Custom Semgrep rules scan the codebase. Casts a wide net — optimized for recall, not precision. Finds candidates.
Each candidate is evaluated against a 3-dimension framework: Input Provenance × Architectural Context × Threat Model. Cuts ~90% of false positives. DSPy-optimized prompts achieve 100% accuracy on our labeled dataset.
Only triaged findings reach the deep verifier. It reads actual code paths, builds proof-of-concept exploits, assigns CVSS scores, and produces disclosure-ready reports.
Here's what makes this compound:
1. Manual audit → find vulnerability
2. Confirm with vendor (CVE / MSRC / bounty)
3. Extract code pattern
4. Write Semgrep rule
5. Scan other targets → find new vulnerabilities
6. Go to 2
Every confirmed finding makes the next audit better. The rules we built from framework A's vulnerabilities found new issues in framework B. The patterns are structural, not implementation-specific.

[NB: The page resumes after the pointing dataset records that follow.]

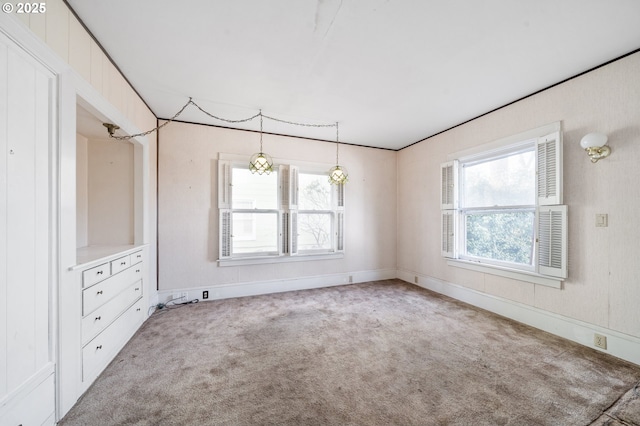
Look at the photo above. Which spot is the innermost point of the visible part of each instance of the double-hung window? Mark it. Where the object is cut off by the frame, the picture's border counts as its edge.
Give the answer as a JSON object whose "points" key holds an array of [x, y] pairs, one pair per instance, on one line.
{"points": [[292, 212], [501, 205]]}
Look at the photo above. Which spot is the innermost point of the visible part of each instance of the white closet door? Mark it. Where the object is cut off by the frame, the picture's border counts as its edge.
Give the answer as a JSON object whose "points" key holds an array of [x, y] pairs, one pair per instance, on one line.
{"points": [[25, 130]]}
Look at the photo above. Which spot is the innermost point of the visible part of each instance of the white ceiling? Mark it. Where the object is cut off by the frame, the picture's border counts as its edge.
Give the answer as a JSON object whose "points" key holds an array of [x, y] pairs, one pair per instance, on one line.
{"points": [[391, 72]]}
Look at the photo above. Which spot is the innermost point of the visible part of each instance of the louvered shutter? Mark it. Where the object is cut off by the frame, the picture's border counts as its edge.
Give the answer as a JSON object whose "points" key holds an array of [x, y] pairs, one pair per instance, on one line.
{"points": [[449, 183], [338, 196], [284, 232], [285, 189], [293, 233], [293, 187], [552, 241], [224, 184], [339, 231], [448, 237], [289, 204], [226, 231], [549, 159], [448, 204]]}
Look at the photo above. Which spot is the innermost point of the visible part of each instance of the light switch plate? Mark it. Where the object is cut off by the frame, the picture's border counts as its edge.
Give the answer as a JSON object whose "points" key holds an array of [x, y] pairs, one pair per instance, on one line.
{"points": [[602, 220]]}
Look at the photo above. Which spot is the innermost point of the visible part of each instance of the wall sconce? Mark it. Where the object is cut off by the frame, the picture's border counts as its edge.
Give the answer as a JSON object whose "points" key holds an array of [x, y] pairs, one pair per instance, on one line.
{"points": [[596, 146]]}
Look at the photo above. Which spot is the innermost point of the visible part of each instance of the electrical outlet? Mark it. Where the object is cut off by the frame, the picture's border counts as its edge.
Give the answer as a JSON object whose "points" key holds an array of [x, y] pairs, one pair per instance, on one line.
{"points": [[600, 341]]}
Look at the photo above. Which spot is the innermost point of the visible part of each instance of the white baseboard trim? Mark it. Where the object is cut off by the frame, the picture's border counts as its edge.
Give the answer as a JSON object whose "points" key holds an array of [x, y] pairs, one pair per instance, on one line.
{"points": [[255, 288], [33, 402], [619, 344]]}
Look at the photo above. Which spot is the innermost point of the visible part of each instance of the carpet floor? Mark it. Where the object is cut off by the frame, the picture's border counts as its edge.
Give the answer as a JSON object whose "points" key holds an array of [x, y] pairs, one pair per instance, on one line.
{"points": [[379, 353]]}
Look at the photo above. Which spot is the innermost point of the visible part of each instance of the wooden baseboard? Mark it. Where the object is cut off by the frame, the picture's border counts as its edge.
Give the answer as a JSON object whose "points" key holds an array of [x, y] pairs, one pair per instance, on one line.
{"points": [[619, 344]]}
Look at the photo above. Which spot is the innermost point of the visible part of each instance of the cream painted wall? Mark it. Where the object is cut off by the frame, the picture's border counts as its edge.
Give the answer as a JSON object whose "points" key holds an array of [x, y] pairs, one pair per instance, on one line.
{"points": [[64, 34], [82, 191], [602, 288], [111, 189], [188, 216]]}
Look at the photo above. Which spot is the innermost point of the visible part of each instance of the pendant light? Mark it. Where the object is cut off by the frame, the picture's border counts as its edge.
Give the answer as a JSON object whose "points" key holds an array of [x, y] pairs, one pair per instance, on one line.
{"points": [[338, 175], [260, 162]]}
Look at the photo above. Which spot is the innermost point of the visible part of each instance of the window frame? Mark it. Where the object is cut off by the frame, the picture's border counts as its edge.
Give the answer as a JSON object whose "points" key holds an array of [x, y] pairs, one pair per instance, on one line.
{"points": [[548, 203], [287, 211], [464, 212]]}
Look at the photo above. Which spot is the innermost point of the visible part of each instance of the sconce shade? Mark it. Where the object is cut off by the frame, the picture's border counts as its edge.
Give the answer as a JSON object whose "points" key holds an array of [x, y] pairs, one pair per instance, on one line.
{"points": [[593, 140]]}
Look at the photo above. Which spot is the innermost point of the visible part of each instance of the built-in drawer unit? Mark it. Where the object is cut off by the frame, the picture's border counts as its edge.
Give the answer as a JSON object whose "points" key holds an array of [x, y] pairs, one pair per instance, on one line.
{"points": [[120, 264], [99, 319], [98, 294], [96, 274], [112, 310], [137, 257], [100, 351]]}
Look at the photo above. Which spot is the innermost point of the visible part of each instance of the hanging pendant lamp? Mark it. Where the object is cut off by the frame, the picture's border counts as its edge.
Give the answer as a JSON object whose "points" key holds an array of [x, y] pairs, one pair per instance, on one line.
{"points": [[260, 162], [338, 175]]}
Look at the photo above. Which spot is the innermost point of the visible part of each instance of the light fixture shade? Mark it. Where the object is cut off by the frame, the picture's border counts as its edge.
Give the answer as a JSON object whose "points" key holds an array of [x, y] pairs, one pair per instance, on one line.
{"points": [[593, 140], [338, 175], [261, 163]]}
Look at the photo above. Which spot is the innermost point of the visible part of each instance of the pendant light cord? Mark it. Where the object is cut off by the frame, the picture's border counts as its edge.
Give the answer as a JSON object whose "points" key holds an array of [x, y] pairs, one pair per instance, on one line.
{"points": [[226, 120]]}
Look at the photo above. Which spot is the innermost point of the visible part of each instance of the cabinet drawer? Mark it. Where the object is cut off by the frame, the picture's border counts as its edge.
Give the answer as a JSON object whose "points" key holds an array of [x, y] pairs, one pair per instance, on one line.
{"points": [[101, 293], [120, 264], [103, 316], [137, 257], [95, 275], [101, 350], [137, 271]]}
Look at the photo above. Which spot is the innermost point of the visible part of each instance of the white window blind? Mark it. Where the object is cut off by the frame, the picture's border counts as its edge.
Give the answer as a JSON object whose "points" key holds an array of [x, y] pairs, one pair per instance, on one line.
{"points": [[469, 224]]}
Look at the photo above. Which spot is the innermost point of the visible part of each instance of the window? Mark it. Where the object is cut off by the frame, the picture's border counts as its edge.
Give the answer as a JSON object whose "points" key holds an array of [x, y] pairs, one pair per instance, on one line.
{"points": [[293, 211], [501, 205]]}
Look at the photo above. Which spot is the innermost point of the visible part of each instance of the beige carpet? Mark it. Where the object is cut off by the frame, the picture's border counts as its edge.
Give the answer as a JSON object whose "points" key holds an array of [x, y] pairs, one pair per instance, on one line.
{"points": [[381, 353]]}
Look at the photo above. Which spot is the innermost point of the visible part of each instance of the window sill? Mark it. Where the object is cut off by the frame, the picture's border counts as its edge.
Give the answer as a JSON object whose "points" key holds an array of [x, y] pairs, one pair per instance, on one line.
{"points": [[507, 272], [278, 259]]}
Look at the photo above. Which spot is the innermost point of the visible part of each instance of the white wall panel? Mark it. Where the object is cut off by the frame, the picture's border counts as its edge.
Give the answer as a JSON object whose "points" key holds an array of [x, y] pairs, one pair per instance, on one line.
{"points": [[26, 286]]}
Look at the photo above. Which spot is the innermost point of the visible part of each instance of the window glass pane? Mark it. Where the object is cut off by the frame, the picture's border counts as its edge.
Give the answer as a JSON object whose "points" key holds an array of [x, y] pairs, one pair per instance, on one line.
{"points": [[255, 233], [260, 190], [503, 181], [314, 231], [314, 192], [505, 236]]}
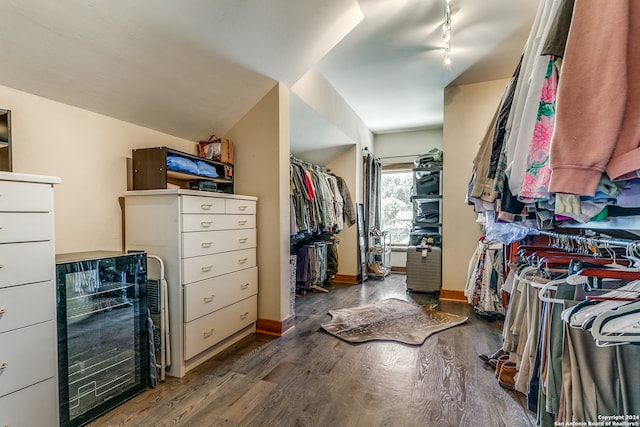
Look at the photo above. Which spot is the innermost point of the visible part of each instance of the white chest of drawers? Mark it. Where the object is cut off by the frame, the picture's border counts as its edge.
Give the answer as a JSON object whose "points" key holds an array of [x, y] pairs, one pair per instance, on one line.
{"points": [[208, 244], [28, 345]]}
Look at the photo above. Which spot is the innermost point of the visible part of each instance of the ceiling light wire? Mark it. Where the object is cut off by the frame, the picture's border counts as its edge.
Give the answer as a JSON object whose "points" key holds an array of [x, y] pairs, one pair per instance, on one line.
{"points": [[446, 32]]}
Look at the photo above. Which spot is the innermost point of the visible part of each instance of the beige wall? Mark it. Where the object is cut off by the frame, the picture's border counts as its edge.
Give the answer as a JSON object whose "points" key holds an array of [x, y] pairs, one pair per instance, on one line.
{"points": [[399, 147], [316, 91], [88, 151], [261, 156], [468, 112]]}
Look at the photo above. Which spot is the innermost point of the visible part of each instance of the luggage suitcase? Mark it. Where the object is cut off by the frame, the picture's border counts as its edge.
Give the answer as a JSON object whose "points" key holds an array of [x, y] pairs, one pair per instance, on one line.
{"points": [[424, 273]]}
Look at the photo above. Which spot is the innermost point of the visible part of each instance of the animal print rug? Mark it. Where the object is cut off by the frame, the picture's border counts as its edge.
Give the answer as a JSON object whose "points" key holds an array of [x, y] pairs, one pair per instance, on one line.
{"points": [[391, 319]]}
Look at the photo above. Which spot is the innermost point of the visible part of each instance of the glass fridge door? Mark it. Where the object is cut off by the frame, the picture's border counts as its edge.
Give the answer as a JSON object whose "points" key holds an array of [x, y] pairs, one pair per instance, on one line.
{"points": [[103, 341]]}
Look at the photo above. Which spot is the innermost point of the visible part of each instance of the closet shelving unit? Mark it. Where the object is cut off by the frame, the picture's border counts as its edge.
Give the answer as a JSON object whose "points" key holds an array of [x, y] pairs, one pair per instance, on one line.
{"points": [[424, 255], [379, 255], [427, 203]]}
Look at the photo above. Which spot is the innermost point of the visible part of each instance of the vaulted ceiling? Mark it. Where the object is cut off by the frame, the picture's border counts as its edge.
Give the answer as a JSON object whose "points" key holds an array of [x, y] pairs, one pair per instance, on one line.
{"points": [[192, 68]]}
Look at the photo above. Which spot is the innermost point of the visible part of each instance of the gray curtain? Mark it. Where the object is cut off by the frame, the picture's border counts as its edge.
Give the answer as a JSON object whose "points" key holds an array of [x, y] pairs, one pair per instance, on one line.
{"points": [[372, 198]]}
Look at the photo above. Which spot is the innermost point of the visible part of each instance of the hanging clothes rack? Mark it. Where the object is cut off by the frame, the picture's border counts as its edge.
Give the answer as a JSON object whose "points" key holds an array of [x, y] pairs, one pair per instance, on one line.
{"points": [[586, 240]]}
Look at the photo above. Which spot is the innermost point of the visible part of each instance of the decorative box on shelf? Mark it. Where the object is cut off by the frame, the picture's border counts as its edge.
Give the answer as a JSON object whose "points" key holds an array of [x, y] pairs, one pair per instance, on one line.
{"points": [[164, 167]]}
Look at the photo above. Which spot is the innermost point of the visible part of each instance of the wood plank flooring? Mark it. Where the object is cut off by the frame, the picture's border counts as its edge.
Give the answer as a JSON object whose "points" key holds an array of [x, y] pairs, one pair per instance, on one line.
{"points": [[310, 378]]}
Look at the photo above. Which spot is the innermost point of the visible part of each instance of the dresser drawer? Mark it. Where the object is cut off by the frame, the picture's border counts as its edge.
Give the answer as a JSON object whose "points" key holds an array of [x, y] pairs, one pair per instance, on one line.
{"points": [[196, 204], [204, 267], [26, 263], [206, 331], [235, 206], [19, 408], [25, 227], [217, 222], [26, 305], [21, 352], [212, 242], [207, 296], [25, 197]]}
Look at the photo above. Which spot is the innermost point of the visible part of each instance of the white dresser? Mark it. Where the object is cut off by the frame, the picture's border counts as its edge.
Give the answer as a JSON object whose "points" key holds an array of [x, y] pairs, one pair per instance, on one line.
{"points": [[208, 244], [28, 344]]}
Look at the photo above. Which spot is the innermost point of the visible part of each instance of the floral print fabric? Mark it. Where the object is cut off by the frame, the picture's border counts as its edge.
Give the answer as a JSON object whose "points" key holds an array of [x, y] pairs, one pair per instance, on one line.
{"points": [[535, 186]]}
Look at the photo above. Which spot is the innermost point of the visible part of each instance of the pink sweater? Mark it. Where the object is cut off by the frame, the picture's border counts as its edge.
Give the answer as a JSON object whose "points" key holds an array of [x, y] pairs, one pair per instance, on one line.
{"points": [[598, 105]]}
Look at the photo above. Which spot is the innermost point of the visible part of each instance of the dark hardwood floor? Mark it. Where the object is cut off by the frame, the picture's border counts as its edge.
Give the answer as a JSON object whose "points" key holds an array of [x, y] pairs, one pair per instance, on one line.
{"points": [[310, 378]]}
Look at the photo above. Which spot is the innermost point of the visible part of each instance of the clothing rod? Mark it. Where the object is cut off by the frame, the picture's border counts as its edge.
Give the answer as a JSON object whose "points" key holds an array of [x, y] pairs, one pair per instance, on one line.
{"points": [[307, 164], [399, 157], [597, 239]]}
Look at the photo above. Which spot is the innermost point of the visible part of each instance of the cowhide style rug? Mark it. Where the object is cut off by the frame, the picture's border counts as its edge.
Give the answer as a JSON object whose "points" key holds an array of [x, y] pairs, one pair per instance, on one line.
{"points": [[391, 319]]}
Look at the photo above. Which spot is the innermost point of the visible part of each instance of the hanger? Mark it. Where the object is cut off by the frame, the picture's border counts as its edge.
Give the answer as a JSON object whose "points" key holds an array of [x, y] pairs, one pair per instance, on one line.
{"points": [[549, 286], [582, 315], [620, 325]]}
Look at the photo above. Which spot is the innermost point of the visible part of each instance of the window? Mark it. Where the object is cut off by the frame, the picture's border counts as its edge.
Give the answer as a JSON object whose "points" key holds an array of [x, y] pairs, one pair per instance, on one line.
{"points": [[397, 214]]}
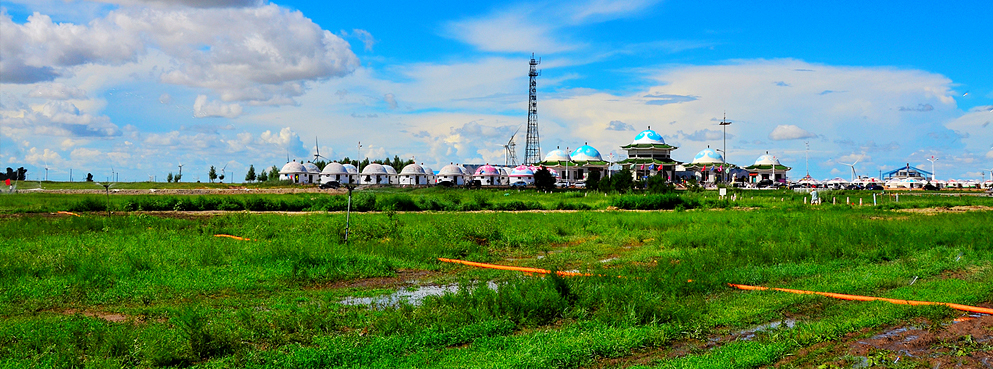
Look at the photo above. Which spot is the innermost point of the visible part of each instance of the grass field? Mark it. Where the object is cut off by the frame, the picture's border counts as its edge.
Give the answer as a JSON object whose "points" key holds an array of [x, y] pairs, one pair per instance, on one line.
{"points": [[140, 290]]}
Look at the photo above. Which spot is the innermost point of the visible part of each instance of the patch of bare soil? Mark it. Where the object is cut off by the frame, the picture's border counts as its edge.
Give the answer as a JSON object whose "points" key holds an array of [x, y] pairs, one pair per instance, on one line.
{"points": [[404, 277], [965, 343], [953, 209]]}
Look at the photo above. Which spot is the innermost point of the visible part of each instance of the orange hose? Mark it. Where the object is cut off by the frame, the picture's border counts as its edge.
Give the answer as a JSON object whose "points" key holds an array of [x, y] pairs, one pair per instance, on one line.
{"points": [[512, 268], [234, 237], [972, 309]]}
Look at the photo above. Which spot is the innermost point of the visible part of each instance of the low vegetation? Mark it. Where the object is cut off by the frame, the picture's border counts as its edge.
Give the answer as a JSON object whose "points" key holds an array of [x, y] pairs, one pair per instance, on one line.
{"points": [[135, 289]]}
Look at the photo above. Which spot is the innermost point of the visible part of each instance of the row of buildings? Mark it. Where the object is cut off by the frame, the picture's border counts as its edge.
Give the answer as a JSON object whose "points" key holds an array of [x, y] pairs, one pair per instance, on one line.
{"points": [[647, 155]]}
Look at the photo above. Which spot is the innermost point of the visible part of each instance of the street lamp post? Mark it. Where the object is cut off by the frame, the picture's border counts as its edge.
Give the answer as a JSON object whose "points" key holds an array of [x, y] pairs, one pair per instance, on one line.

AI agent frameworks are being deployed into production faster than they're being secured. The attack surface is structural — tool output injection and unguarded execution appear in nearly every framework we've tested.
Static analysis catches the candidates. LLM triage filters the noise. Deep verification confirms the real ones. Each layer feeds back into the others.
CVEs are training data. Every confirmed finding is a pattern. Every pattern is a rule. Every rule finds the next finding. That's the loop.